Some review with a film camera well a unique feature of the Tair 11 series is the twenty aperture blades, far more than many modern lenses. Produced by KMZ Krasnogorsk Mechanical Works. The 1958 world fair in Brussels not only gave us the Atomium, but also Grand Prix Brussels 1958 lenses.
It also gave us the Kometa, KMZ’s specially built hypermodern rangefinder camera in the league of Leica’s M3, of which two prototypes were taken to Brussels that vanished soon thereafter, but that’s a different story.
At least three Russian optics could boast the award: the MIR-1 37mm f/2.8, the Tair-11 133mm f/2.8, and the Tair-3 300mm f/4.5. I don’t know if those were the only lenses to receive the Grand Prix, or even if the Grand Prix was a rare honor, but this is all I got from my superficial investigation.

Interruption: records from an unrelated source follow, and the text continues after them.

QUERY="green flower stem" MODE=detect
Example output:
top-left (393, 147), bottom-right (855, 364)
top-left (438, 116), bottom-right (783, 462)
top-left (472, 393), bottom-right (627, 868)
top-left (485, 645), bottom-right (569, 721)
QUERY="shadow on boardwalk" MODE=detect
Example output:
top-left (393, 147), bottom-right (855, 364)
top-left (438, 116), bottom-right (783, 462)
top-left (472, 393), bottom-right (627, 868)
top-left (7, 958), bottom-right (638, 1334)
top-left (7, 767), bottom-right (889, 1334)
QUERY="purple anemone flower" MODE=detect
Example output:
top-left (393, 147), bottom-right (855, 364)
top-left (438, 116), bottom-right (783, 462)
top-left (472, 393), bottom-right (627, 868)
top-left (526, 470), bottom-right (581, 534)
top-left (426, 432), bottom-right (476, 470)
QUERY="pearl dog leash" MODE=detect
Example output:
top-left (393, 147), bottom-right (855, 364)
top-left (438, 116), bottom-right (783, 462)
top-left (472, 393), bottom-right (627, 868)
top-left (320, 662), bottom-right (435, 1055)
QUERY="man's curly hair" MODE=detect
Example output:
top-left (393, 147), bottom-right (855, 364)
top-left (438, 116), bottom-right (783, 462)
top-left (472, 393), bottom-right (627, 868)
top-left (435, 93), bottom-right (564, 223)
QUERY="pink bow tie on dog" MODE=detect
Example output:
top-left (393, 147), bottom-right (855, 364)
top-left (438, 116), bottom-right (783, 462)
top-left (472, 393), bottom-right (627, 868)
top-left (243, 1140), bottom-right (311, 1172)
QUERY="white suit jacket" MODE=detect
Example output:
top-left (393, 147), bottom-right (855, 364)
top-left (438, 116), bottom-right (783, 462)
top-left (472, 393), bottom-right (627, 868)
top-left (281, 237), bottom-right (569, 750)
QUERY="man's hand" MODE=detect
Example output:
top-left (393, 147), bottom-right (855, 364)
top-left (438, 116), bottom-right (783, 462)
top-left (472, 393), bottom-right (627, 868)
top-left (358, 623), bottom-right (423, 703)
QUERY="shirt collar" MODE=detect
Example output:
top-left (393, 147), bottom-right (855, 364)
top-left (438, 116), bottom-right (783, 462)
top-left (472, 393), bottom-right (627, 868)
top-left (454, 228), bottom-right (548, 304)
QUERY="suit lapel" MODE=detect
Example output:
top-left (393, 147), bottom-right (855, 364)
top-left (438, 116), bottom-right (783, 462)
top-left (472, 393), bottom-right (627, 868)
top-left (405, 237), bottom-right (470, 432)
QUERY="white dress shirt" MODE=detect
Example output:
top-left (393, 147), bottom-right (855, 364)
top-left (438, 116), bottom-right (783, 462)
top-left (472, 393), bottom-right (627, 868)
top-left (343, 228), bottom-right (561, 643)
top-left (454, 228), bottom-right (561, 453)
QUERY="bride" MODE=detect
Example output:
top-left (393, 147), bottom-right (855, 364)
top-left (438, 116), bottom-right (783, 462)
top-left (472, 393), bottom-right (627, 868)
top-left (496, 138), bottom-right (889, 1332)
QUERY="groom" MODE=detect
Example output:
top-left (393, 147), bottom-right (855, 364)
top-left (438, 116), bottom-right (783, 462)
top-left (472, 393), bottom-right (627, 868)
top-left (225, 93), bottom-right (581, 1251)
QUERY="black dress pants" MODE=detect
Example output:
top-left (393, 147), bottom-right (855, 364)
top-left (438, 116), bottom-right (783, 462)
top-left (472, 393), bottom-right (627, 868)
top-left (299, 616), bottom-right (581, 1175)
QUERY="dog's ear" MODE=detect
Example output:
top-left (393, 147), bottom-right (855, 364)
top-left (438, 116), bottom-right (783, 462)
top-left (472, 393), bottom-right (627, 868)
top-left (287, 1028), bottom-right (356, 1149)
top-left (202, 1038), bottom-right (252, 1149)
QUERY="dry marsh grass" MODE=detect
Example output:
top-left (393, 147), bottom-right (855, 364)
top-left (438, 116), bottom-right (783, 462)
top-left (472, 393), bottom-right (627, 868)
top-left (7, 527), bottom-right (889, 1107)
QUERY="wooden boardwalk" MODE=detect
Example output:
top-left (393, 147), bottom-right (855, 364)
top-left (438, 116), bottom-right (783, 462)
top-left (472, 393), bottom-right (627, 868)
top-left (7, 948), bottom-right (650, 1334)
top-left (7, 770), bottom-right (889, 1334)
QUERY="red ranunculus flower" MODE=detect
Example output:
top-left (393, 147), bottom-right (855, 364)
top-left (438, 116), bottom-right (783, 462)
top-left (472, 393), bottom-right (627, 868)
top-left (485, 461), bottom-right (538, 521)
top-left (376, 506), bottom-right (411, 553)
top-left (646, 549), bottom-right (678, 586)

Cons: Min. focus distance 1.2m, a little difficult to handle…
Its not perfect but “Sharpness is a bourgeois concept” ― Henri Cartier-Bresson
The gallery shots were made with the PAN F PLUS at ISO 50 is the slowest of the Ilford films, but when image quality, fine detail and lack of grain are more important than film speed, Pan F plus excels. And I developed it with some higher contrast.